Two Hamas leaders start hunger strike in Israeli jails

Posted on PIC on 05/04/2009

NABLUS, (PIC)-- Dr. Nasseruddin Al-Shaer and Ra'fat Nassif, two of the Hamas political leaders in the West Bank, have gone on hunger strike in protest over their incarceration conditions, the international Tadamun institution for human rights reported.

Shaer, a former deputy premier in the tenth PA national unity government, told the Tadamun lawyer Fares Abu Hassan in a press release on Sunday that the Israeli prisons authority was holding them in a cell that lacks the minimum life requirements ever since their arrival to the Megiddo prison more than a week ago.

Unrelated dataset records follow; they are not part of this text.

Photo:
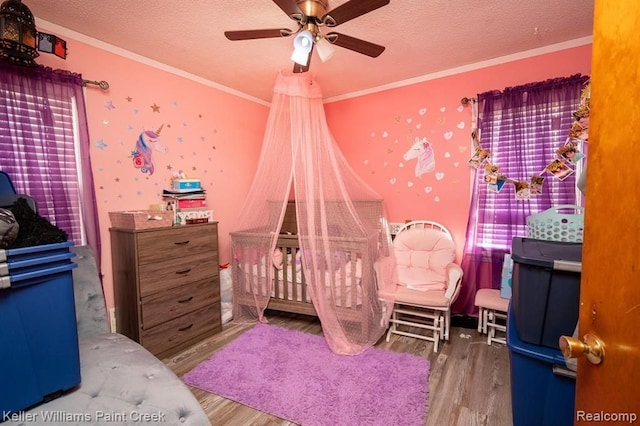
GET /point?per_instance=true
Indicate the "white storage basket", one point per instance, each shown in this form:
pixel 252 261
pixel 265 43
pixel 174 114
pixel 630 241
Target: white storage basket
pixel 551 225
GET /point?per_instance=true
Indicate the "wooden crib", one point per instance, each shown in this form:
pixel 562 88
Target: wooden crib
pixel 290 292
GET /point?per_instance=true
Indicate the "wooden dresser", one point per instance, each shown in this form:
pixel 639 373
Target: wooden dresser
pixel 167 285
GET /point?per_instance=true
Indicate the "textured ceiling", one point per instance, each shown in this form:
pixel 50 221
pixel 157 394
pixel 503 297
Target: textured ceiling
pixel 421 37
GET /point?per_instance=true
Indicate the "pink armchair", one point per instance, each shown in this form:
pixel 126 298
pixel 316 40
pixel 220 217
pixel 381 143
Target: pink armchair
pixel 428 282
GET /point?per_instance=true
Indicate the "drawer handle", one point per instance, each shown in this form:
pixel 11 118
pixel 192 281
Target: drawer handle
pixel 186 328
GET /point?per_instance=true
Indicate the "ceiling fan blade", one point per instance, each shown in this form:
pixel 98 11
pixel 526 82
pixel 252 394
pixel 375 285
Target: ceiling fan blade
pixel 355 44
pixel 255 34
pixel 290 7
pixel 350 10
pixel 297 68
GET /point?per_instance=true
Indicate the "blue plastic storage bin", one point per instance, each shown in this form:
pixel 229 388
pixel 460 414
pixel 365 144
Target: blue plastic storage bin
pixel 39 359
pixel 545 289
pixel 542 393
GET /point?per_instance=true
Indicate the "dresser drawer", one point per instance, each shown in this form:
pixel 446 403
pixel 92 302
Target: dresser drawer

Shaer said that the cell is wholly blocked from sun light entailing high humidity and leading to breathing and eye problems other than skin rashes.

For his part, Nassif, Hamas's spokesman in the West Bank, charged that the new far-right Zionist government was a reflection of the growing extremism and racism in the Zionist street.

He opined that hopes on a progressing peace march was a mirage, and asked Palestinian factions to unite and endorse dialog as the only means to solve the state of internal division in its capacity as the best method to retaliate to that extremist government.

Two Palestinian leaders in Israel's custody start hunger strike
Date: 05 / 04 / 2009 Time: 11:38

[Ma'anImages]
Salfit – Ma’an – Detained former Palestinian Deputy Prime Minister Nasser Addin Ash-Sh’er and Hamas leader Raafat Nasif started a hunger strike on Sunday protesting detention conditions in an Israeli jail, said Faris Abu Hasan, a lawyer who works for the International Solidarity Foundation.

Dr Ash-Sh’er told the lawyer that he and Nasif were detained in a prison cell that lacks basic living conditions since the first day of detention. Thus, both announced a hunger strike until they are sent to normal detention rooms, as other detainees.

Meanwhile, Nasif described the new Israeli government as "the outcome of the overall public Israeli racial and extremist attitude." He said any hopes of a peace process would be no more than "illusion and mirage."